L1 + Redis, single-flight, and graceful degradation — layercache benchmarks against thundering herds.

Contents

In brief

The classic Node.js path: in-memory MapRedis when you scale → a hybrid that breaks at 2 AM. On Dev.to, the author benchmarked layercache — a layered cache with cache stampede protection, Redis failure modes, and cross-instance coordination. HTTP benchmarks showed up to ~100× throughput versus an uncached route.

What happened

layercache stacks tiers: L1 in-process memory (0.01 ms), L2 Redis (0.5 ms), optional L3 on disk. Lower hits backfill upper layers — an L2 hit repopulates L1 automatically.

The painful case is the thundering herd: a key expires and 75 concurrent requests hammer the database 75 times. Single-flight via a coordination lock in Redis (or memory) leaves one fetcher; others wait. In a 375-request cold-key test, the origin ran once per expiry round, not 75 times.

On Express + autocannon (40 connections, 8 s): /nocache ~161 req/s, /memory and /layered ~17k req/s with p97 around 4 ms — memory-only and layered look alike on the hot path, while Redis backs L2 across pods.

With 500 ms injected Redis latency, hot L1 keys stayed fast; cold misses against dead Redis still hit timeout (~2 s) — graceful degradation protects warmed keys, not brand-new ones.

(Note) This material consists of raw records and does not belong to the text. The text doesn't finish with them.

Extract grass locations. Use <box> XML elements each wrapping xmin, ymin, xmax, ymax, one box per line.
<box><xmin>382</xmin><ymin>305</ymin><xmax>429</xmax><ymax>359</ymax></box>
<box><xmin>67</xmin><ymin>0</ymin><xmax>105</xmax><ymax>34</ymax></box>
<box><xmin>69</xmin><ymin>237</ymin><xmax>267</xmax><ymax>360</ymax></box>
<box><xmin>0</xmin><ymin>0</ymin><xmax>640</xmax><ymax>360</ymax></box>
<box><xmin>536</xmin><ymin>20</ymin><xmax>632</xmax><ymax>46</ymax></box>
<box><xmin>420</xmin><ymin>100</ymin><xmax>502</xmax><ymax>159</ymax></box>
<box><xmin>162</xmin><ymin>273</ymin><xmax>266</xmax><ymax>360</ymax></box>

At maxSize: 25 with 180 × 256 KB payloads, L1 evicted old entries but revisits loaded from L2, not the origin. Two Node.js instances sharing Redis: Pub/Sub invalidation and 60 parallel requests for one missing key → a single origin fetch.

Why it matters

Hand-rolled caches rarely handle stampedes and multi-replica consistency. Without coordination, horizontal scale multiplies database load whenever a popular TTL expires.

layercache does not remove ops discipline: warm critical keys before Redis incidents, and size L1 generously for large payloads — 1 MB serialization in Redis was ~200× slower than memory hits in the benchmarks.

In practice

  1. For multiple instances, use a layered stack (L1 + Redis) with single-flight, not a local Map alone.
  2. Warm hot keys before traffic spikes; cold misses on slow Redis can cost seconds.
  3. Do not expect graceful degradation for new keys when Redis is fully down — only warmed L1 helps.
  4. Set L1 maxSize with headroom for large objects.
  5. Wire RedisInvalidationBus and RedisSingleFlightCoordinator for clusters.
const cache = new CacheStack([
  new MemoryLayer({ ttl: 60, maxSize: 10_000 }),
  new RedisLayer({ client: redis, ttl: 3600 })
])
const user = await cache.get('user:123', () => db.findUser(123))

Takeaway

layercache addresses stampede prevention, distributed invalidation, and partial degradation without sacrificing L1 speed on the hot path. For services beyond a single process, it beats another homemade ioredis wrapper.